Des valeurs qu’il a décrites ainsi: «Les Québécois sont pacifiques. Ils n’aiment pas la chicane. Ils n’aiment pas les extrémistes. Ils n’aiment pas la violence, donc il faut s’assurer qu’on garde ça comme c’est là.»
Ses propos ont rapidement été condamnés par tous les chefs des autres principaux partis, après quoi le chef caquiste a présenté ses excuses lors d’une conférence de presse, jeudi.
«Je ne suis pas parfait. Tous les États dans le monde ont un défi d’intégration aux valeurs du pays ou de l’État qui reçoit. Maintenant, il ne faut pas nommer quelles valeurs, parce que ça pourrait créer un amalgame. Effectivement, je n’aurais pas dû nommer de valeurs», a-t-il concédé.
Un discours teinté de préjugés
Quoi qu’il en soit, en utilisant des mots aussi durs, François Legault risque de faire dévier les discussions sur les seuils d’immigration vers un débat de valeurs susceptible de renforcer les préjugés qui existent envers les nouveaux arrivants, note la professeure de sociologie et spécialiste des questions sur l’immigration à l’Université TÉLUQ Mariam Hassaoui.

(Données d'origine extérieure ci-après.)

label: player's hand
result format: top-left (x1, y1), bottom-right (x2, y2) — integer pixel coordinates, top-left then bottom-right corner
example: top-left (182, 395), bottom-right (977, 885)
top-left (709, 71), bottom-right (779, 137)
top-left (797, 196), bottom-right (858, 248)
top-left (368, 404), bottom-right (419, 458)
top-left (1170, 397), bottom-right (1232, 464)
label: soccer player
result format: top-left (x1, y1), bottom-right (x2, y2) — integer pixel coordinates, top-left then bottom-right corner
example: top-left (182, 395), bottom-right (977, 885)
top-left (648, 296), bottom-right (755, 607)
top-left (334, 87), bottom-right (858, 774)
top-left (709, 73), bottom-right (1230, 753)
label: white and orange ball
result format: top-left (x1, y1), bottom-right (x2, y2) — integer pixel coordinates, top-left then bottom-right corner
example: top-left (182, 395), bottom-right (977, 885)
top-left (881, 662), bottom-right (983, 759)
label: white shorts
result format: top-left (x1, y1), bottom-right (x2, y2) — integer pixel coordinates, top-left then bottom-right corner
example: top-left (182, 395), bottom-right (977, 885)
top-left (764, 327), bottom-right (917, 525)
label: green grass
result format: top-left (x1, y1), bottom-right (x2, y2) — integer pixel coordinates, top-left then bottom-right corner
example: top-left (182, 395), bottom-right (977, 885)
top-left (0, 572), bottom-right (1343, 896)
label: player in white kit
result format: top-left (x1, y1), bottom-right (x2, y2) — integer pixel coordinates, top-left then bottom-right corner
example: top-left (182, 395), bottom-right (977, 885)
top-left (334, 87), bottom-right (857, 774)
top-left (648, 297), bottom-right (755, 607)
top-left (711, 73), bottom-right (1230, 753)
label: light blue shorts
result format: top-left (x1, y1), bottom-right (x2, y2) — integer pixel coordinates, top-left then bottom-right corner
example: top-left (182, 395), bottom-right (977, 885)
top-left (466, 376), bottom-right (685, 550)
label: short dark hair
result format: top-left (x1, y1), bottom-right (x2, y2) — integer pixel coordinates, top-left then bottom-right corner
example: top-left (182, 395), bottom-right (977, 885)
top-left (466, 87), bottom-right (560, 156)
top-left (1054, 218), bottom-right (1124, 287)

«L’immigration est le cheval de bataille de François Legault depuis son arrivée au pouvoir, et il en a toujours parlé de façon négative. Mais habituellement, il parle de déclin français ou encore de laïcité. Les mots utilisés, cette fois, m’ont surpris par leur gravité. On parle maintenant de sécurité et de violence. Ça va assurément renforcer les préjugés d’une partie de l’électorat, et c’est grave», regrette-t-elle.
Mariam Hassaoui rappelle d’ailleurs aux plus craintifs que les personnes qui souhaitent venir s’installer au Québec passent par un long processus de sélection.
«Depuis 20 ans, c’est en moyenne 64% de la population immigrante qui est économique, ce qui veut dire qu’elle est scolarisée et qualifiée. De plus, un des nombreux critères pour être admis au Québec ou au Canada, c’est de ne pas avoir de dossier criminel. On sélectionne donc déjà les personnes les moins susceptibles de se criminaliser», souligne-t-elle.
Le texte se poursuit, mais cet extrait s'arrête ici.